TheDataStation / ver

Data Discovery Tools and Systems
MIT License
6 stars 10 forks source link

Duplicate text profiles from ddprofiler #76

Open snowgy opened 4 months ago

snowgy commented 4 months ago

The text profiles produced by the ddprofiler contain duplicate column profiles, making the dindex_builder take an extra long time and disk space to create the full-text search index.

Reproduce this issue:

  1. Download chicago open data. https://uchicago.box.com/s/ecmb69h874qwedj19ebncvu0qvd4n97h
  2. Follow the quick start guide to index the data
  3. Check the output_profiles_json/text

For example, in 0.csv, you can find the month_name in x2vd-qke7.csv is indexed twice.

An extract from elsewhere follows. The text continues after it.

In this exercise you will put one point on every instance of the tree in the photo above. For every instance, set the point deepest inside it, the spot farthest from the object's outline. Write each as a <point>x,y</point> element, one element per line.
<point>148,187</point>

"1507119095","demo","/Users/yuegong/Desktop/chicago_open_data_all_tbls/","x2vd-qke7.csv","month_name","JUNE MAY OCTOBER AUGUST JULY SEPTEMBER NOVEMBER APRIL" "1507119095","demo","/Users/yuegong/Desktop/chicago_open_data_all_tbls/","x2vd-qke7.csv","month_name","JUNE MAY OCTOBER AUGUST JULY SEPTEMBER NOVEMBER APRIL"

Since dindex_builder reads the text profile to build the full-text-search index, duplicates here will lead to extra indexing time and space.